When you use the word "edit" it sounds to me like you're referring more to cropping and rotating than to color adjustments or noise reduction. I never crop my pics; I keep them as I shot them, and I only rotate the verticals to that they are actually vertical.
My post-processing is done in two steps:
1) I run Noise Ninja, an automated noise-reduction utility, on all of the pics. Noise Ninja is great for getting rid of digital noise from either digital photos or scanned images, but it has an added side-bennefit - it makes JPG files smaller than my camera does. I run Noise Ninja on all of my pics, whether they need noise reduction or not, simply to make the smaller files (mine go from an average of 4mb to an average of 1mb). And of course, if I shoot a pic in low light that really does need noise reduction, NN takes care of it for me, automatically.
2) I use a Photoshop Action (a type of macro that can be run on a whole folder of pics at once if you set it up right) to perform an Auto-Levels and Auto-Color adjustment.
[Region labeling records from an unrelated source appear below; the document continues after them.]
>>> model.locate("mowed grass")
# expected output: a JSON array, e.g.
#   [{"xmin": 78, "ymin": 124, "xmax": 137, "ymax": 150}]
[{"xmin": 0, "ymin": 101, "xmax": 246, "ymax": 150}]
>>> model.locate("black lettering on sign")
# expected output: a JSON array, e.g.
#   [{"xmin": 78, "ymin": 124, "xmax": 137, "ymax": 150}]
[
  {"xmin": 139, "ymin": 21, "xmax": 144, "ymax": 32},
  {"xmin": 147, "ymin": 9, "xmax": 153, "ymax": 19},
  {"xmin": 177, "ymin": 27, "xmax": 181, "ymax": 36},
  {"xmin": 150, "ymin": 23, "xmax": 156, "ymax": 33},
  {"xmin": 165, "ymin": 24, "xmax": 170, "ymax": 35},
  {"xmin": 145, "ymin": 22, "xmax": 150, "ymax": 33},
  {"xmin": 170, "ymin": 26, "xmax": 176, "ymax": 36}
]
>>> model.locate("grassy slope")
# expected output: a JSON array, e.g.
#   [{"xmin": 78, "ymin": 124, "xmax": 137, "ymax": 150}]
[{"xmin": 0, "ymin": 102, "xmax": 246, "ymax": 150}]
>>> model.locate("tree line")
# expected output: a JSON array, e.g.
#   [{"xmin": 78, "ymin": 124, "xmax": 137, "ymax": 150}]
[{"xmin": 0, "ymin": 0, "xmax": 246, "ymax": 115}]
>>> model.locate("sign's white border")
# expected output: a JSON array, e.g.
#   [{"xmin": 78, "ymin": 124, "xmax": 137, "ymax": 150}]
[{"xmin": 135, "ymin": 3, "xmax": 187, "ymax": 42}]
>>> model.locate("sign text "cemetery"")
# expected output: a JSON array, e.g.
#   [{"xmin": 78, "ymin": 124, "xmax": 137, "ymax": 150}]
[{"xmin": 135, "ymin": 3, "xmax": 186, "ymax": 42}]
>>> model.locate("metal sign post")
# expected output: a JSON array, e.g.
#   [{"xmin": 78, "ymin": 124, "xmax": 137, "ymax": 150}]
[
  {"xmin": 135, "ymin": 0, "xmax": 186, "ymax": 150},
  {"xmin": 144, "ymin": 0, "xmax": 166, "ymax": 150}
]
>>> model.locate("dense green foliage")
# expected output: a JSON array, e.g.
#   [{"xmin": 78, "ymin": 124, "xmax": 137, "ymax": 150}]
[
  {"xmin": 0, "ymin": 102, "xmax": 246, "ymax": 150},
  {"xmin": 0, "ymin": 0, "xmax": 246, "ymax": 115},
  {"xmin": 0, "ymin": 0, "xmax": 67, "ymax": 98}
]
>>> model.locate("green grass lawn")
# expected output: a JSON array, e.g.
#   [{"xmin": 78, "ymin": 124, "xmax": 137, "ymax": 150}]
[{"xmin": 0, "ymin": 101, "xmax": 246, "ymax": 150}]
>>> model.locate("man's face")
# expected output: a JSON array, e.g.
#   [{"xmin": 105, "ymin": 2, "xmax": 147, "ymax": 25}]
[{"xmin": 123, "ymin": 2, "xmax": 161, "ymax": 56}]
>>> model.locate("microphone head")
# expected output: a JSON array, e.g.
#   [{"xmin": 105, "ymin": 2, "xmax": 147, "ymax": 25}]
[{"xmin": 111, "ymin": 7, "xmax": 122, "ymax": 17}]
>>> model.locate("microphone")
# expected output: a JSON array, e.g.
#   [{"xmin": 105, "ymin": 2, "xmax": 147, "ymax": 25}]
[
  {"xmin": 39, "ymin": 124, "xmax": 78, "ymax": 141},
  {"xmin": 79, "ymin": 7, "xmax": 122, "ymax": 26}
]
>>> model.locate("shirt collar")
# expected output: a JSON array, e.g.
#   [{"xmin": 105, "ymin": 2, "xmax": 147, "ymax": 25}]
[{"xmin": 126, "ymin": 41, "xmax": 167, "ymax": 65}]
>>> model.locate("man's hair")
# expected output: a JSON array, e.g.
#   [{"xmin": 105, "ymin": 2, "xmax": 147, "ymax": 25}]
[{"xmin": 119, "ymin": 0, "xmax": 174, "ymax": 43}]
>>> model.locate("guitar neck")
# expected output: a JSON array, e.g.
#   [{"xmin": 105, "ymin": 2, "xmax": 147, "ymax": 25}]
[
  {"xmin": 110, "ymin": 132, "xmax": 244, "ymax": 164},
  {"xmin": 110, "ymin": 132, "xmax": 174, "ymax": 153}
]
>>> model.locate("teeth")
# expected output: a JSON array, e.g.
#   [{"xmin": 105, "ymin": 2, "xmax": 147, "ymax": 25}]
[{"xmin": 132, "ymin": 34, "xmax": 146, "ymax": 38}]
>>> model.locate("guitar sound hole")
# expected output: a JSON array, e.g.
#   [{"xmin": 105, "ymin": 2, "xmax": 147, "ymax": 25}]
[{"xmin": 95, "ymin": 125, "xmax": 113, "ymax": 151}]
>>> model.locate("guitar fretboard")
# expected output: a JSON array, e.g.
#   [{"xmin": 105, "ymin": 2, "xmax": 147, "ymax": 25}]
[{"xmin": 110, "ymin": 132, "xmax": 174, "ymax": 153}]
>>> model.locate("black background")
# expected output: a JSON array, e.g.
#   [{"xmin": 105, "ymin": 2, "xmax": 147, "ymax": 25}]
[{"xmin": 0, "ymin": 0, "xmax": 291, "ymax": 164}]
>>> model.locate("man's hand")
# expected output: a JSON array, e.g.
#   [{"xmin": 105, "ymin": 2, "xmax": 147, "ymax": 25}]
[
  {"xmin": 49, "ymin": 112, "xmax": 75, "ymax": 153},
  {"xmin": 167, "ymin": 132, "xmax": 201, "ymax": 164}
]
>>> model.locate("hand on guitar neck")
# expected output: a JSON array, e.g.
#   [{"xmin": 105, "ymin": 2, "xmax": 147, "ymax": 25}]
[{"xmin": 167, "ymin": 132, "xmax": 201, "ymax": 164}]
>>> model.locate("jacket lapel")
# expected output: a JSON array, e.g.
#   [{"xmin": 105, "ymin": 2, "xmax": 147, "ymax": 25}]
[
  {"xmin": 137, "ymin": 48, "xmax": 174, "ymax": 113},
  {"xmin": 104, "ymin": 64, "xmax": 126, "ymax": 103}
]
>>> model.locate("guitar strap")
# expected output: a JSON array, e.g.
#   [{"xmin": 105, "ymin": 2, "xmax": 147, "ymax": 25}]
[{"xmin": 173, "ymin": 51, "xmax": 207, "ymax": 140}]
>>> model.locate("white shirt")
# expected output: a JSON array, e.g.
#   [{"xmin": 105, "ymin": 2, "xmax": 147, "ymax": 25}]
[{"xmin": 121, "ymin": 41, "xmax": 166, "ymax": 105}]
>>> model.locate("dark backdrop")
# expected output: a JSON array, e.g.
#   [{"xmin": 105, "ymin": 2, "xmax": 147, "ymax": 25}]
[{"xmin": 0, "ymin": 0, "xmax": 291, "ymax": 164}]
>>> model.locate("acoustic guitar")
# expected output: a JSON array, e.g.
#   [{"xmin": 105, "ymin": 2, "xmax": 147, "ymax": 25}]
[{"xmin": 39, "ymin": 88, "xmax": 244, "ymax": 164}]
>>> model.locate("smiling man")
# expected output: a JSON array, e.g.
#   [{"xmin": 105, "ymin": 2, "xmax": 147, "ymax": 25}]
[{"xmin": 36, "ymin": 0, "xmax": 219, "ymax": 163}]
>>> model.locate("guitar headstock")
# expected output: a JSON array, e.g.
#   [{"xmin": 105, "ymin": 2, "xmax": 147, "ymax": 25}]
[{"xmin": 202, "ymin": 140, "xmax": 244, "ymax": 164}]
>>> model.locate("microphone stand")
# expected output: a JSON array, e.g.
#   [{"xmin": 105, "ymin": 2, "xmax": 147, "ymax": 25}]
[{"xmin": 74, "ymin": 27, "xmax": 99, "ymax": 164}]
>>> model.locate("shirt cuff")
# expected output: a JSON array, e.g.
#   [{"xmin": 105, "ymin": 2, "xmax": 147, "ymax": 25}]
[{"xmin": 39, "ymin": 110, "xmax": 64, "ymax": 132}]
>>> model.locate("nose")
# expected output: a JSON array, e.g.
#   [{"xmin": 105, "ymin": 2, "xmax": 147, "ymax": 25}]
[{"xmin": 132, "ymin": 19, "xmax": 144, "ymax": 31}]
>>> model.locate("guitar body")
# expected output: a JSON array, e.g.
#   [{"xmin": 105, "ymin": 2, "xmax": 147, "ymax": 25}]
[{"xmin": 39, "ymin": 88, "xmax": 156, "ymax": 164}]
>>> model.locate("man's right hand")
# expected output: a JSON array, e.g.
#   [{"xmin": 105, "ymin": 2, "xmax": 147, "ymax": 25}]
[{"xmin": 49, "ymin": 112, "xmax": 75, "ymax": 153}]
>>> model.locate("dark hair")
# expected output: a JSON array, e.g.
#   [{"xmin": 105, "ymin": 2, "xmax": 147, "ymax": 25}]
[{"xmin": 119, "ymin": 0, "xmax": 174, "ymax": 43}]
Auto-Levels and Auto-Color... well, frankly, I don't understand these adjustments very well, all I know is that my pics look much better and more natural after I run these two commands on them.
As to the folder question, what I do is set up a folder called Uploads. Under Uploads, I make a folder for each day of my WDW trip. When I copy the pics from my camera to my computer, I put them in these folders, and I do not edit the copies that are in these folders.
After uploading to the computer, I copy the pics into a different folder, and do all of my processing on the copies; that way, if I screw up, I still have the original, unaltered pics in the Uploads folder. I only delete the unaltered pics after I have finished my processing and I'm sure that the processed pics look the way I want them to look.
All of this stuff is not terribly technical, except the actual processing that I do; most of it is basic organizational skill, and precautionary habits. By developing a system for what I do to my pics, how I do it, and in what order, and sticking to this system, I have a much easier time finding my pics later and I'm far less likely to lose any of them. It also makes it much easier for me to back them up, upload them to the net, and share them. It also makes it less likely that I will forget any important steps in the process of getting my pics off the camera and onto the computer.